Saturday, June 29, 2013

Embedded Systems Final Project: Programmable IIR/FIR Digital Filter

For my final project in Embedded Systems I designed a reprogrammable  infinite impulse response (IIR) / finite impulse response (FIR) filter.

This project used a ATmega88pa (a little bit overkill, but it was readily available to us) with a 8 MHz clock, and an 8-bit DAC (AD557JN).  An anti-aliasing lowpass filter before the microcontroller's ADC and an analog reconstruction lowpass filter after the DAC to remove the "stair step" output of the DAC were planned to be implemented.

The program was designed to follow the flow graph shown below. The signal coming in is added to scaled versions of values stored in a circular buffer. This feedback from the buffer creates the IIR part of filter. This value is then stored as the head of the circular buffer. Scaled versions of all the saved values in the buffer are then added together and sent to the DAC as output.

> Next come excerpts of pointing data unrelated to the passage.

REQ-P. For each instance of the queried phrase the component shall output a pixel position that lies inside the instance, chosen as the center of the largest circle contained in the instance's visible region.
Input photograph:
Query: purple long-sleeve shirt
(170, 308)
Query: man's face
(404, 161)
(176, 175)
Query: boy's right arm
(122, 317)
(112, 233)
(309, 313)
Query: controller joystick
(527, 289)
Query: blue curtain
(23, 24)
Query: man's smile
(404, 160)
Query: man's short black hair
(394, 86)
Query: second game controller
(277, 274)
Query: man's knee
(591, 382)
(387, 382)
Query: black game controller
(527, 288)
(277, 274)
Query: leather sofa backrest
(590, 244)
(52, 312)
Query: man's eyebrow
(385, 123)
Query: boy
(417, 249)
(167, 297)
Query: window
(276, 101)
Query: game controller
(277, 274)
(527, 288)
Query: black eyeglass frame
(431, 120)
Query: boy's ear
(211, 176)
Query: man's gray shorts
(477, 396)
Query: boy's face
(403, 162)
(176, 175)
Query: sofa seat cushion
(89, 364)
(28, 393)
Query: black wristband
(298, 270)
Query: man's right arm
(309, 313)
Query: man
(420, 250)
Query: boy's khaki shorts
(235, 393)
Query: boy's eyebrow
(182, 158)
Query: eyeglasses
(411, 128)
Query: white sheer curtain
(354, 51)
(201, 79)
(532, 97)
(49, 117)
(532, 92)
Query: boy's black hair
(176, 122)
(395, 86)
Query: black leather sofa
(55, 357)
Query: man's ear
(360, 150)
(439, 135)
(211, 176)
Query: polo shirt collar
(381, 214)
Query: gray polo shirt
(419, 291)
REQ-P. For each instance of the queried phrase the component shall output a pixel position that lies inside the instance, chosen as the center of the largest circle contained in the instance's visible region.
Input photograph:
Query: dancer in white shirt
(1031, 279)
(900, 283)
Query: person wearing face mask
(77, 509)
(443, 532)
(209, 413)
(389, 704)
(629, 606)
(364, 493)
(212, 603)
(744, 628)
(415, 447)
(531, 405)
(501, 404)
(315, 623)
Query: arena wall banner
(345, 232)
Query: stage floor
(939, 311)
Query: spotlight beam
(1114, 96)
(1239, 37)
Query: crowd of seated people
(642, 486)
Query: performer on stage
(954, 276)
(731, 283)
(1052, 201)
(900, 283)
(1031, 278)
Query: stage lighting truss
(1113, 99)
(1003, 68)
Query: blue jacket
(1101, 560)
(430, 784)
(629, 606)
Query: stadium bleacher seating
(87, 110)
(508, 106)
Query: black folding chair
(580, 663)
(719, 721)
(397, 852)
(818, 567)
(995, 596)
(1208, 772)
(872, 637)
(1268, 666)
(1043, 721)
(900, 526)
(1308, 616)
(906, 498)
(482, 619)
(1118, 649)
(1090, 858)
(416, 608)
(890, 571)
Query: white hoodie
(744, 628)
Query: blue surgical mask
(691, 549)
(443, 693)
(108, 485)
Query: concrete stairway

Different filters could be programmed into the filter by simply changing the scaling coefficients stored in the program. These coefficients were determined using MATLAB. We were able to implement the all main types filters (highpass, lowpass, bandpass, notch) with this design.

To ensure that the program would be fast enough to process meaningful signals, the entire project was programmed in assembly. Counting the cycles of the main loop of the program the minimum clock cycles needed for a first order filter was 108 each cycle. With an 8 MHz crystal the theoretical fastest sampling rate was about 37 kHz. That's really good considering that I was hoping to filter signals in the 60-120 Hz range and you can accurately reproduce audio with a sampling rate greater than about 40 kHz.

Unfortunately, I left the anti-aliasing and reconstruction filter design to my partner for this project. They never actually worked. However, using a function generator to create a fairly clean signal we were able to not worry about aliasing for testing purposes, and we were able to use the averaging function on the oscilloscope as an FIR low-pass reconstruction filter. The following oscilloscope screen captures are of a 60 Hz notch filter with a sampling rate of  400 samples per second.

The top plot is the input composed of signals at 42 Hz and 60Hz.
The bottom plot is the 42 Hz output from the 60 Hz notch filter.

The top plot is the input to the filter composed of 130 Hz and 60Hz Signals.
The bottom plot is the output of the 60Hz notch filter.

With a 60 Hz bandpass filter, we measured a bandwidth of about 3 Hz. This corresponds with a Q of about 20 which is really pretty good. We were running short on time and did not get around to monitoring the systems power consumption.

Overall, the programming and idea of the filter worked out great. Here is a picture of the system. It's not pretty. The DAC was soldered to the underside of the board (where all the yellow wires are running to). You will notice we didn't remove the unused USART section from our development board. Ideally the system would be a subsystem of a larger system, and won't need it's own power supply either.

Finished Prototype

The main change I would make to this project would be using 16-bit or 32-bit values rather than 8-bit values throughout the entire project. The inaccuracy in the values made it hard to design for a specific frequency and bandwidth at higher sampling rates. A wider range of frequencies the system can process results in each bit representing an wider range of frequencies. Also it would have been nice to have had the anti-aliasing and reconstruction filters working, and measured the power consumption of the system.

1 comment:

  1. The embedded systems project looks pretty good. I think FIR filter is better than IIR filter. Because it has more advantages than IIR filter. I know FIR requires more money when compared to IIR filter. But FIR is easy to implement. They can be implemented by fractional arithmetic. It can be easily designed to be linear phase. They have desirable numeric properties and suited to multi-rate applications.